I have developed a simple process that allows you to take a proactive approach to help you manage your organization. I recommend that you perform a B.E.A.R., Business Evaluation And Review, on an annual basis. Conducting a B.E.A.R. is nothing more than a “preventive maintenance program” on the operations of your business.
You will be conducting a comprehensive evaluation, review, and analysis of 6 key components of your business operations & procedures. The internal audit that you will be conducting will focus on the following:
- Management and Administration
- Marketing & Sales
- Contract Administration
- Field Production
- Finance & Accounting
The B.E.A.R should be conducted on an annual basis prior to the preparation of your annual budget and any goals that you may be setting for the upcoming year. That will give you the opportunity to take the appropriate corrective action and move forward.

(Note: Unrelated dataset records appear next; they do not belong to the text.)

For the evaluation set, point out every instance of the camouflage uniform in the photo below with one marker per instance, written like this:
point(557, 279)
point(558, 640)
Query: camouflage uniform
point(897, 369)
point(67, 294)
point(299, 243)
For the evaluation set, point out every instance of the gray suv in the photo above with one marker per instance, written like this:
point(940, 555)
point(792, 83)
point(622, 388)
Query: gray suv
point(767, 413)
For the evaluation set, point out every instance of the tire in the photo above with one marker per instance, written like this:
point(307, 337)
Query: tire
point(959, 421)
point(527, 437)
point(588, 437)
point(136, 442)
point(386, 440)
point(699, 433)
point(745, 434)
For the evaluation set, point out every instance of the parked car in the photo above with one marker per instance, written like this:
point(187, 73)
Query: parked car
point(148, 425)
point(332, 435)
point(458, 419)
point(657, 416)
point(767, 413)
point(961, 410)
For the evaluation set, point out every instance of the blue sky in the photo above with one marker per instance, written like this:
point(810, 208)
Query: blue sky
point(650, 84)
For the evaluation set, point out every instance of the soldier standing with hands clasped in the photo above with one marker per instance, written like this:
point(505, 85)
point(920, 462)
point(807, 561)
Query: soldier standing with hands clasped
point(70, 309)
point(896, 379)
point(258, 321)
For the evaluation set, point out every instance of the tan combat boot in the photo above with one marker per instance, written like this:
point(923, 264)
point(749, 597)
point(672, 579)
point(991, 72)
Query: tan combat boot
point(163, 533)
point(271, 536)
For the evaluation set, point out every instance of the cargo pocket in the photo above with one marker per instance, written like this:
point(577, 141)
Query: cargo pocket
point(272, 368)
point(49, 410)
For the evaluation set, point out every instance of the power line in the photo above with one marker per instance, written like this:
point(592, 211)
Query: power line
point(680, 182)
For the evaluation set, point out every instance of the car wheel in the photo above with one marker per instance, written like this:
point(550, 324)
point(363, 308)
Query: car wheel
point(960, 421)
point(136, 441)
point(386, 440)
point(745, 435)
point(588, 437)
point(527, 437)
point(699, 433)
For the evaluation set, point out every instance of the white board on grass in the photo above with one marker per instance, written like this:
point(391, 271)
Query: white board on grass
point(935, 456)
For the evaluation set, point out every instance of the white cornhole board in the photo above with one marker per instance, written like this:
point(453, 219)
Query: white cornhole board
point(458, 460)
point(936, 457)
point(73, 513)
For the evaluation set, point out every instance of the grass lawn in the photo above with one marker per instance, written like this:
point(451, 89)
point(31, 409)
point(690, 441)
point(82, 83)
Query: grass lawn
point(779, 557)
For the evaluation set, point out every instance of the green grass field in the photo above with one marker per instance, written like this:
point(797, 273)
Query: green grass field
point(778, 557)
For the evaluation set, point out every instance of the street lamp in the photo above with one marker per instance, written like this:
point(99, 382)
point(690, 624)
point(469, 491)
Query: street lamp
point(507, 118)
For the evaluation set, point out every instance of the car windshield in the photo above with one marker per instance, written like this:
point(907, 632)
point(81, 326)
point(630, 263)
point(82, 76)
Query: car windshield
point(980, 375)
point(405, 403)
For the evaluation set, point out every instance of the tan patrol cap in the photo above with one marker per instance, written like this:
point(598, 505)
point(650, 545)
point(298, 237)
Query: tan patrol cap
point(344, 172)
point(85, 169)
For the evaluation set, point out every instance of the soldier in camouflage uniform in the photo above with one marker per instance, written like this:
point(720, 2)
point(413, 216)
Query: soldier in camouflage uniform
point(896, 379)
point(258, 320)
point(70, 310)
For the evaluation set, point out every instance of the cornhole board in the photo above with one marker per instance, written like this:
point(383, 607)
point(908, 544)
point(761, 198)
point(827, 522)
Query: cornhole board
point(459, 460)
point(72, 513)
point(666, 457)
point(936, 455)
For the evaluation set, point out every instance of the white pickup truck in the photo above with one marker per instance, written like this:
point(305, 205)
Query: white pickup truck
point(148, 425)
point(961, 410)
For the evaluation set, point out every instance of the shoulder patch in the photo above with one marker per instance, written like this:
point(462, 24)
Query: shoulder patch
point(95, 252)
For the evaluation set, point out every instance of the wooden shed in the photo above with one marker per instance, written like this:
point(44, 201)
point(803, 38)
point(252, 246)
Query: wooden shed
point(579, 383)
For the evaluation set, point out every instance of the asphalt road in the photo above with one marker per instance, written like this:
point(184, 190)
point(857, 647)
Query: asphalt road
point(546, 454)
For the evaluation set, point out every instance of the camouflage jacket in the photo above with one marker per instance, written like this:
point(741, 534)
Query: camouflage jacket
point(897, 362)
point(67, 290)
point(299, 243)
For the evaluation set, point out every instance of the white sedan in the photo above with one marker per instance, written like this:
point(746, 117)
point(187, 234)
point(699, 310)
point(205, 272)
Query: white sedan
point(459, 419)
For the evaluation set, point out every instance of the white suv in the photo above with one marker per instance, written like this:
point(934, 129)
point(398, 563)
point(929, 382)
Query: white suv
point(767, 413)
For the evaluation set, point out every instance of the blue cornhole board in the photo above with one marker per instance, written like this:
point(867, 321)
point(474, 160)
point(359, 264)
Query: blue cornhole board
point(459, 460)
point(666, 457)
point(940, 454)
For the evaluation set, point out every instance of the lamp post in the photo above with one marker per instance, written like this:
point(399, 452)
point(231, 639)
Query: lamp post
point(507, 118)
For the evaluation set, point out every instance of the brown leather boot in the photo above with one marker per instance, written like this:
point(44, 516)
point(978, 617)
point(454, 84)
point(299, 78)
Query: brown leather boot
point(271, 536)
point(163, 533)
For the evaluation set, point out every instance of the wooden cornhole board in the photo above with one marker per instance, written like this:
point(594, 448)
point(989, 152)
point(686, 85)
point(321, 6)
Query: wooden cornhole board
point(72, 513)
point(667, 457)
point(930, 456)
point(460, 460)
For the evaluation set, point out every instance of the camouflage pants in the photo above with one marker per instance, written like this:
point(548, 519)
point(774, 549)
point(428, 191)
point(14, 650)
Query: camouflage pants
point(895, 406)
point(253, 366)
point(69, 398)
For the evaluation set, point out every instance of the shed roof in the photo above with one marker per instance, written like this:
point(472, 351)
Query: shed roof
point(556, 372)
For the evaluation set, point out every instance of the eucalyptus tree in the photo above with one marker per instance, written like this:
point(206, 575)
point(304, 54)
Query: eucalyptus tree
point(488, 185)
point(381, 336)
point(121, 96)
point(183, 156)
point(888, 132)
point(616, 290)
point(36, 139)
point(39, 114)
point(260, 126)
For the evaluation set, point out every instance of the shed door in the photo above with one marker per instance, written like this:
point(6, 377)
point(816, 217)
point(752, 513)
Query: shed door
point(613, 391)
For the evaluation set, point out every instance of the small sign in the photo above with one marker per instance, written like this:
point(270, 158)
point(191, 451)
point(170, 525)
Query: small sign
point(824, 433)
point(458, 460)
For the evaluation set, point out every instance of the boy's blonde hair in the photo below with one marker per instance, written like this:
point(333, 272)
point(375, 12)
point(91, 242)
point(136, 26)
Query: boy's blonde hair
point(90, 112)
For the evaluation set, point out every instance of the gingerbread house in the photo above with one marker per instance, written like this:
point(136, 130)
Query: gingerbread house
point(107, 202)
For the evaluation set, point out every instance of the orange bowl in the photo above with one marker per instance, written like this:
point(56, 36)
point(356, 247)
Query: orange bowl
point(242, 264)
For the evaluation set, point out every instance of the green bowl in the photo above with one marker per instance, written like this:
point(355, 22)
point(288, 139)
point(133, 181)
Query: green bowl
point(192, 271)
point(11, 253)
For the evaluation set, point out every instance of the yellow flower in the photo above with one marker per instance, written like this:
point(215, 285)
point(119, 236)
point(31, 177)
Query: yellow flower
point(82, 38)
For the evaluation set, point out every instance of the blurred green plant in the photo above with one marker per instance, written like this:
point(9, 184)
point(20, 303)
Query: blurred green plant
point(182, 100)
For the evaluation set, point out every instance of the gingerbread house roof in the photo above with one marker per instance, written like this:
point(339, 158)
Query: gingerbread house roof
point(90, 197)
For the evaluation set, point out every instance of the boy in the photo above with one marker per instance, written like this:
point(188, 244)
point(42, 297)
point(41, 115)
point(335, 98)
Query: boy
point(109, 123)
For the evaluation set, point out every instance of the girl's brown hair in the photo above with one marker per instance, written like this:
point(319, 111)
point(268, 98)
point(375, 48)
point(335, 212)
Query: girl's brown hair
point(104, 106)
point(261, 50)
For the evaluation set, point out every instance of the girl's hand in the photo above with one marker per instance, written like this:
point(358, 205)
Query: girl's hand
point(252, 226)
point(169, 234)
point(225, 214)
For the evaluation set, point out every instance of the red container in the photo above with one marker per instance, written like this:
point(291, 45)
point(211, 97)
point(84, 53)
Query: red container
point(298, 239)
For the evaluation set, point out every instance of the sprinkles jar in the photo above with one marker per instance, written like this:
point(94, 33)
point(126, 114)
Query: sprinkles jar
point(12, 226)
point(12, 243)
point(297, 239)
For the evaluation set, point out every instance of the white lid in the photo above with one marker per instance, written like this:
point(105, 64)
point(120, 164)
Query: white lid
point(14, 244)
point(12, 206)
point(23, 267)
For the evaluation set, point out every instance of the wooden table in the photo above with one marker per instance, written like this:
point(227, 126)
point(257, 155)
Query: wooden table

The first objective of the B.E.A.R is to provide you with the information that you need to manage your business efficiently, profitably, and with confidence. Secondly, this evaluation will help create a degree of standardization within your company. Company wide standards are an integral component in maintaining quality control within your organization.
This will result in more efficiently, professionally completed jobs which directly equals greater profit not only financially for your company, but also for the client from a satisfaction standpoint. You will also benefit because employees at all levels, administrative through production, will enjoy coming to work where well defined practices, policies, and procedures clearly outline what is expected of them.
Your business needs to be monitored on a regular basis. Conducting a B.E.A.R on an annual basis is only one faucet of the monitoring process. You need to get in the habit of performing monthly operating reviews to be sure that what you projected and planned is really happening.
By grabbing control of your business and keeping it running at peak performance, you will increase your odds for long-term success and profitability. And most important, you will have a good time doing it! Remember, the “secret of getting ahead is getting started”.